Allahü teâlâ, insanın ihtiyari hareketini yaratmak için, insanın irâdesini sebep kılmıştır. Bu şart olmasa da yaratır. Fakat bu şart ile, bu sebep ile yaratması O’nun âdetidir. Peygamberlerinde (aleyhimüsselam) ve evliyâsında (kaddesallahü teâlâ esrârehümül’azîz) bu âdetini bozarak sebepsiz de yarattığı çok görülmüştür. Buna “kerâmet” denir.
İNSANLAR MECBUR DEĞİLDİR
Allahü teâlânın irâdesi ile de yaratmak âdeti değildir. Bunun için, insanlar işlerinde mecbur değildirler. İnsan irade eder, hareket etmesini ister, kudretini kullanır; Allahü teâlâ da, irade ederse, o iş meydana gelir. Şeytan, “İnsan, Allahü teâlâ isterse ibadet yapar, istemezse yapmaz. O hâlde insan, işleri yapıp yapmamakta cebr olunmaktadır. İnsan çalışsa da, çalışmasa da, ezeldeki kaza ve kader hâsıl olacaktır” diyerek insanları aldatmaktadır. İnsanın işleri ezeldeki takdir ile meydana geliyor ise de, meydana gelmeleri için önce kul, irâde-i cüz’iyyesini kullanmaktadır. İşin yapılmasını veya yapılmamasını istemektedir. İnsanın işlerini Allahü teâlânın ezelde takdir etmesi demek, insanın neleri irade edeceğini bilmesi ve dilemesi demektir. Bunları Levh-ül-mahfûzda yazmıştır. Böyle olduğu için, kulun mecbur olması lazım gelmez.

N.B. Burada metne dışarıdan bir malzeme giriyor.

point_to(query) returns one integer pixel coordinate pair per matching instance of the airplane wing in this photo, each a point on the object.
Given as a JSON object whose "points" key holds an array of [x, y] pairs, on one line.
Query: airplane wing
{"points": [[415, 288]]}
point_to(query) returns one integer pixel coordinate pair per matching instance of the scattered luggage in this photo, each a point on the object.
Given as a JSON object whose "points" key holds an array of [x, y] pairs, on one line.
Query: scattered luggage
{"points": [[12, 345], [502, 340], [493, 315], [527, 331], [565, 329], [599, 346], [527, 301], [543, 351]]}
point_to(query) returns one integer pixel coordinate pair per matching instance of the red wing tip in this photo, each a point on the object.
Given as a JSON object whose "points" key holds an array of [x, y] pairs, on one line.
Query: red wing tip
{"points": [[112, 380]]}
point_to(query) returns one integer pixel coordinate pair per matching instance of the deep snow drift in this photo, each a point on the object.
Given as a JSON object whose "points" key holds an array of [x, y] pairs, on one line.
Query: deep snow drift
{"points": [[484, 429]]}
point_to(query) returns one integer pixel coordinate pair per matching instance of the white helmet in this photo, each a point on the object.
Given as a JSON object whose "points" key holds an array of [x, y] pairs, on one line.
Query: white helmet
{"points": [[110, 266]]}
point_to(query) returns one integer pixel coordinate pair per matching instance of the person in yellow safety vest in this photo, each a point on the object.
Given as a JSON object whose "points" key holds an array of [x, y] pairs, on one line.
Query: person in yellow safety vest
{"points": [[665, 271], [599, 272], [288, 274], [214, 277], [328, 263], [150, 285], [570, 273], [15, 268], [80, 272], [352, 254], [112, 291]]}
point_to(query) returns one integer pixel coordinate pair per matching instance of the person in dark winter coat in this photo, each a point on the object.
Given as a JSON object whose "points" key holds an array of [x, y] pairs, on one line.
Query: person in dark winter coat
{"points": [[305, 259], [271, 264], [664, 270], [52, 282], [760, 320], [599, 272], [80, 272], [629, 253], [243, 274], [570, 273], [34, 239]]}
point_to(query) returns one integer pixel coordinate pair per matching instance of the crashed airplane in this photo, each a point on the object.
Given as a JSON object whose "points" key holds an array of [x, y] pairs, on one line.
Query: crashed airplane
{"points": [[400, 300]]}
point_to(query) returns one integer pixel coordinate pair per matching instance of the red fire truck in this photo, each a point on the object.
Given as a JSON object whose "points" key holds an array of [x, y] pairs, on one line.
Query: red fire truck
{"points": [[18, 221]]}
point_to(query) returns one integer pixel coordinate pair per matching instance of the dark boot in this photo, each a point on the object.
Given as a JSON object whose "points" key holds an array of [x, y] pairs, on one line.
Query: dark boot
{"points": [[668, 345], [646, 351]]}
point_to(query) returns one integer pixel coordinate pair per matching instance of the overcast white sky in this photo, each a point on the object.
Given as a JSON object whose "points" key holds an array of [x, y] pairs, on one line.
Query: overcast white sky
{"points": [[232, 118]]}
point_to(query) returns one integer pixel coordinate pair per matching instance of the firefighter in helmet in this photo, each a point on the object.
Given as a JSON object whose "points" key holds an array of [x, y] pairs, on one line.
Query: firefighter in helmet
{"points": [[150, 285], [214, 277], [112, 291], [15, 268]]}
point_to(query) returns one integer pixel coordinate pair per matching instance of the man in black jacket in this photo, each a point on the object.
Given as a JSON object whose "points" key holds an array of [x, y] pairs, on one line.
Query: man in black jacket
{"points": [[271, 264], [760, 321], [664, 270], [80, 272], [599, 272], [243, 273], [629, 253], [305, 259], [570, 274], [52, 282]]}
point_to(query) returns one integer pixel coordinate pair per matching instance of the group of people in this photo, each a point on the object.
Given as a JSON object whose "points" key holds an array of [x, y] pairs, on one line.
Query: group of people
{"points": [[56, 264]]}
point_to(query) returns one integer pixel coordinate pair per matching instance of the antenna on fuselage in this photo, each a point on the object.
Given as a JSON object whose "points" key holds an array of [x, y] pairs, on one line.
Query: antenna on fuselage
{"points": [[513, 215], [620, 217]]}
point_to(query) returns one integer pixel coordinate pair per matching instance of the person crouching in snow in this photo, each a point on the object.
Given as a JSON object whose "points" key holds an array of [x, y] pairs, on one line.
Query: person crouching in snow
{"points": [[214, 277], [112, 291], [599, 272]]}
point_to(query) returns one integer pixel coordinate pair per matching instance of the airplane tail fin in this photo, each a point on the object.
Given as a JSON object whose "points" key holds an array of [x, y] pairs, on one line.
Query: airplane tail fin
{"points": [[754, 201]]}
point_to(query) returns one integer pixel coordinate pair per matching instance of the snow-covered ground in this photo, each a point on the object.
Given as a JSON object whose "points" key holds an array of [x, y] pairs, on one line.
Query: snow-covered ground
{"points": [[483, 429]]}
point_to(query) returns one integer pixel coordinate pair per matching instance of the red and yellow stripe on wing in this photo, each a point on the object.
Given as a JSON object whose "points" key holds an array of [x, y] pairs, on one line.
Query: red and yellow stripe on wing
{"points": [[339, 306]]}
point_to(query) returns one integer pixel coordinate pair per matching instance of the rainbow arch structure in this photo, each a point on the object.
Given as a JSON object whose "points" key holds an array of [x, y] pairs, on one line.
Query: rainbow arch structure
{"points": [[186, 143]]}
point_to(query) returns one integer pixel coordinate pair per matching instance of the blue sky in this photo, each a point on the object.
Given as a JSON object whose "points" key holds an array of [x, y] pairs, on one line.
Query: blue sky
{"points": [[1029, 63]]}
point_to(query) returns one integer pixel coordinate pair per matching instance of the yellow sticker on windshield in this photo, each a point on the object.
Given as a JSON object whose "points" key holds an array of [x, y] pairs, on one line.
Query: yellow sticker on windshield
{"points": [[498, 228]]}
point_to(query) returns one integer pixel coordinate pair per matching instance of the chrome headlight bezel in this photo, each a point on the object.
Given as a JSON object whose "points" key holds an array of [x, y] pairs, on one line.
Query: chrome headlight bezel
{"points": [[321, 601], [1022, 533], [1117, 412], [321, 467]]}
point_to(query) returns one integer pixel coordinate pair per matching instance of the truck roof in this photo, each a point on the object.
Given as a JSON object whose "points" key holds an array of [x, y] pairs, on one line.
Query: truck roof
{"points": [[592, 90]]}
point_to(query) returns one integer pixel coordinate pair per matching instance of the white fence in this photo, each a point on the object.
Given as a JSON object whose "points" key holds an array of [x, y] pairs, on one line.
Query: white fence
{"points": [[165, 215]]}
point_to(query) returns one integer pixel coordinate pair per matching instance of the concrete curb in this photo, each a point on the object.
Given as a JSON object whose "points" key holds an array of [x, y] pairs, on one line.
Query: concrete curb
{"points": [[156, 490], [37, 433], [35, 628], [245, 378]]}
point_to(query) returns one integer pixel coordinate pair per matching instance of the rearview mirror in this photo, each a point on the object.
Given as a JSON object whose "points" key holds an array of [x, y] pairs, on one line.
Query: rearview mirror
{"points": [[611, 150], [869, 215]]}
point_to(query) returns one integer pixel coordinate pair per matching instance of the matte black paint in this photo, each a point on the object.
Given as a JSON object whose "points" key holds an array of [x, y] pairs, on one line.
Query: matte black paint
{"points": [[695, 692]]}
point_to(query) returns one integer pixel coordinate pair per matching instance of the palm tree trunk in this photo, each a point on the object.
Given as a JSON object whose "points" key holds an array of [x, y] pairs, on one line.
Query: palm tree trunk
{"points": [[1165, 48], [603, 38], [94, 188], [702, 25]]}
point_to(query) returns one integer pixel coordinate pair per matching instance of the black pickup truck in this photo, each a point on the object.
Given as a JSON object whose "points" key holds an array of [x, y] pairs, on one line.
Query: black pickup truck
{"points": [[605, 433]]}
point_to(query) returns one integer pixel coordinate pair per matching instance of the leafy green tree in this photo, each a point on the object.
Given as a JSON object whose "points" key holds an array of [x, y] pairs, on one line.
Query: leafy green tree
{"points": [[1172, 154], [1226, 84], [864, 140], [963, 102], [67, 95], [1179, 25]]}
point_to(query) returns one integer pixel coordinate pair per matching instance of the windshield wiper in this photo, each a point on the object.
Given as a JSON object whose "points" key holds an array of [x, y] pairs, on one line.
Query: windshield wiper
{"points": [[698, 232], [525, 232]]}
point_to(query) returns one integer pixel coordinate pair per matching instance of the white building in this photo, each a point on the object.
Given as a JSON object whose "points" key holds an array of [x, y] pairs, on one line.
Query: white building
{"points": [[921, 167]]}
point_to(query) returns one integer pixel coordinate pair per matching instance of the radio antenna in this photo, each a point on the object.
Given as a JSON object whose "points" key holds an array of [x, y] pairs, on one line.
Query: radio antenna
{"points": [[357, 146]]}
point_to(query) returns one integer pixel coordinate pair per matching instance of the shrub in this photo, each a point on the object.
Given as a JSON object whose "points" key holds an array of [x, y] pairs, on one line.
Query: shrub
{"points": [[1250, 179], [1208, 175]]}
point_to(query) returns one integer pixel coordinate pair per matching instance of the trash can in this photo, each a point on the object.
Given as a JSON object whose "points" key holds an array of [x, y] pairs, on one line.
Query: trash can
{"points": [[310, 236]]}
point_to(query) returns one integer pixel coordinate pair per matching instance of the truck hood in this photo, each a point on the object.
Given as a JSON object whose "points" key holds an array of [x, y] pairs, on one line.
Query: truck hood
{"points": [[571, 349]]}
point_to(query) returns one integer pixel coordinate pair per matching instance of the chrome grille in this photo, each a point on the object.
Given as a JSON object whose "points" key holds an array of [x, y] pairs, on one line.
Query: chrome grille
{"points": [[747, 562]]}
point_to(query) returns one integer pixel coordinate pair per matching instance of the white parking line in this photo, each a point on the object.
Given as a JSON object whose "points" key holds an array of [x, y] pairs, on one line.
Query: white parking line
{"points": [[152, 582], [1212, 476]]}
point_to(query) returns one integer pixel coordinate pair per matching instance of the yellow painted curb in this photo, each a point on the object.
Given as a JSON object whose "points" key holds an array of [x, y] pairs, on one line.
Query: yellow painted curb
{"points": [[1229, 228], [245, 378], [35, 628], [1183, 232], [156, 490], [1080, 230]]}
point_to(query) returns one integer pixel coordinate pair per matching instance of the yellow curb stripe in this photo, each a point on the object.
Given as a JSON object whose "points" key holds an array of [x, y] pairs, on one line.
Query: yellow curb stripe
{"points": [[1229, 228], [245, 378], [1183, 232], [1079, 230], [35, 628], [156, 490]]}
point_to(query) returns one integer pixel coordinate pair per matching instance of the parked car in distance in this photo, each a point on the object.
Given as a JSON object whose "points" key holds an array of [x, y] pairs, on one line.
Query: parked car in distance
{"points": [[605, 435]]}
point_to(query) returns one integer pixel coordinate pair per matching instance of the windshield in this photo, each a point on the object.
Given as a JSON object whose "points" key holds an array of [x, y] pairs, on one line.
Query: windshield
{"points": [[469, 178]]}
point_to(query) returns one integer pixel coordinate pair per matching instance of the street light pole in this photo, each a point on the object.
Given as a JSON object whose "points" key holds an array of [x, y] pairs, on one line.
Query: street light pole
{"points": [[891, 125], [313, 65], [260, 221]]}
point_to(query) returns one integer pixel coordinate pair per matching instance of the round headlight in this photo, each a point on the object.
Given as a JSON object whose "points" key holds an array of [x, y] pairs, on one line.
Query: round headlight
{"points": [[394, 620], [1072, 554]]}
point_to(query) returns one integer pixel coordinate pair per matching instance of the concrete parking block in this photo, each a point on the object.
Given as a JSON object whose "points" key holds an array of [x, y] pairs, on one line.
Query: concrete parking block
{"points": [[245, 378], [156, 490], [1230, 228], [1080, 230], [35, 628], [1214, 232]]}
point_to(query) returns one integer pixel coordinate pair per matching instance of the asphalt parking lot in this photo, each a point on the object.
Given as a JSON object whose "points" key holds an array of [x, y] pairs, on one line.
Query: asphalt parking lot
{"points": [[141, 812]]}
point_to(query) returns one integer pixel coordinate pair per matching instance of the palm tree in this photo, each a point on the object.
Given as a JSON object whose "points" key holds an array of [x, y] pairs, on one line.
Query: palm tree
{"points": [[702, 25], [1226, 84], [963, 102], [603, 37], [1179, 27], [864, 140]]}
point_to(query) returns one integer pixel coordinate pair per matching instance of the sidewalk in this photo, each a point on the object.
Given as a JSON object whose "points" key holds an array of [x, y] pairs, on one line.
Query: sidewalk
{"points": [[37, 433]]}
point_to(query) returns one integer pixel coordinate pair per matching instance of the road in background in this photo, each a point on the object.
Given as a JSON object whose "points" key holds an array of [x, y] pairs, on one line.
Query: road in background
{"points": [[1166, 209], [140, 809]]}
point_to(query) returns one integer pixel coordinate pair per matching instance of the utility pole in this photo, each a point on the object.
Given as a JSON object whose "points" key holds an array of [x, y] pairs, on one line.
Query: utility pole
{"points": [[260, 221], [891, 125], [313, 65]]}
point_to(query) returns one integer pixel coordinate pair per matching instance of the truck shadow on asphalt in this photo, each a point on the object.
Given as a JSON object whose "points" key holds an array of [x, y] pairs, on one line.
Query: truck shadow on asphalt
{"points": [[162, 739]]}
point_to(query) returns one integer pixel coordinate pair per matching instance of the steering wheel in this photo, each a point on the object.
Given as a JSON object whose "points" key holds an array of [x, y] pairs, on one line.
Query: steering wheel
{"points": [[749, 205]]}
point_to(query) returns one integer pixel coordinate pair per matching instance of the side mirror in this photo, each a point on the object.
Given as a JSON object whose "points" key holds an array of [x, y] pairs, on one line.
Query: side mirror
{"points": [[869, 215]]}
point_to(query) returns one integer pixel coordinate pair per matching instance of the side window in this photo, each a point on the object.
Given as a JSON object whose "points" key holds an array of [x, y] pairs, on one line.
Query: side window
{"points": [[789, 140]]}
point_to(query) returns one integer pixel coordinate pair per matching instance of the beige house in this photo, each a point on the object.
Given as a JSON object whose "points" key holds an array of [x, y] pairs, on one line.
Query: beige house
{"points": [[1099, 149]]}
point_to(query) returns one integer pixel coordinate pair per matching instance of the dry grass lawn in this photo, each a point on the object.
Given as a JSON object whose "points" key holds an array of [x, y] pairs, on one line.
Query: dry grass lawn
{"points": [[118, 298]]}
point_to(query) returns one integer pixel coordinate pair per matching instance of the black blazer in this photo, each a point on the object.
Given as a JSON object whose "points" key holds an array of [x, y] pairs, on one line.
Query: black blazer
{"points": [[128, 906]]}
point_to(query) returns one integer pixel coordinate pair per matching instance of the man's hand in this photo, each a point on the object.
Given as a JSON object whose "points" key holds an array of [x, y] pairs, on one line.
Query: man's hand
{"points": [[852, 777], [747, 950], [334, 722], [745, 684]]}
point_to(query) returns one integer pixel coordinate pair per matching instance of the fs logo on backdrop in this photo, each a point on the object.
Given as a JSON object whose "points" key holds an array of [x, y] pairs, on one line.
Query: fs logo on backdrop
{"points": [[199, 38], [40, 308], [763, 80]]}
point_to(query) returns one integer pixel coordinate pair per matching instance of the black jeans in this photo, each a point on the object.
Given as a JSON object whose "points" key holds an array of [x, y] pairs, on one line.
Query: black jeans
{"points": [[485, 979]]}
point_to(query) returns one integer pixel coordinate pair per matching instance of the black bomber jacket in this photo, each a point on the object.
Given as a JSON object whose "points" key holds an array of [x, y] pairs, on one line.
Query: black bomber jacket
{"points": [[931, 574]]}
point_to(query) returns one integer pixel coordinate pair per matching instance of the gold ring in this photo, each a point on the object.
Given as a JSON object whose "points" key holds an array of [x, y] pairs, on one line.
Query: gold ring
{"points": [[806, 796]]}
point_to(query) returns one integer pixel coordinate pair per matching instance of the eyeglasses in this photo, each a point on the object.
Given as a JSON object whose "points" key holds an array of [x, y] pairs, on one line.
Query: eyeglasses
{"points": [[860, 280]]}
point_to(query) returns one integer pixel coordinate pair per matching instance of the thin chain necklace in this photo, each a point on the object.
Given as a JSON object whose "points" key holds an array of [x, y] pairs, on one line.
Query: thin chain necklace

Büyük İslâm âlimi Seyyid Abdülhakîm Efendi, “Ezeldeki kaza ve kader, Allahü teâlânın kullarının neleri yapmak istediğini ezelde bilmesidir. Neleri yapmasını ezelde emr etmesi değildir” buyurdu. Yani kaza ve kader, emr-i ezeli değildir, ilm-i ezelîdir; bir cebr-i mütehakkim değil, ilm-i mütekaddimdir.
BİLMEK ZORLAMAK DEĞİLDİR
Bir kimse, başka bir kişinin bir günde yapacağı şeyleri bilse ve bunları yapmasını irade etse ve hepsini bir kâğıda yazsa, bunları yapacak olan kimse, o kimsenin mecburu olmaz. “Yapacaklarımı biliyordun ve yapılmasını istedin ve kâğıda yazdın. O hâlde, bunları sen yaptın” da diyemez. Çünkü bunları kendi iradesi ile ve kendisi yapmıştır. O kimsenin bildiği, dilediği ve yazdığı için yapmamıştır. Allahü teâlânın ezelde bilmesi ve dilemesi ve levh-ül-mahfûza yazması da, insanları mecbur etmek olmaz. Allahü teâlâ ezelde dilediği için, levh-ül-mahfûza yazmıştır. Kulun yapacağını bildiği için, yapılmasını irade etmiştir. Allahü teâlânın ezeldeki bilgisi, kulun kendi iradesi ile yapacağı işe bağlıdır. Kulun işi de, Allahü teâlânın bu ilmi ve iradesi ile ve yaratmasıyla meydana gelmektedir. Kul, iradesini kullanmazsa, Allahü teâlâ, kulun iradesini kullanmayacağını ezelde bilir ve bildiği için irade etmez ve yaratmaz. Demek ki, ilim maluma tabidir. İnsanların iradesi olmasaydı da, insanların işleri yalnız Allahü teâlânın iradesi ile yaratılsaydı, insanlar mecburdur denilirdi. Ehl-i sünnet itikadına göre insanların işleri, insanın kudreti ile Allahü teâlânın kudretinin birlikte tesiri ile meydana gelmektedir.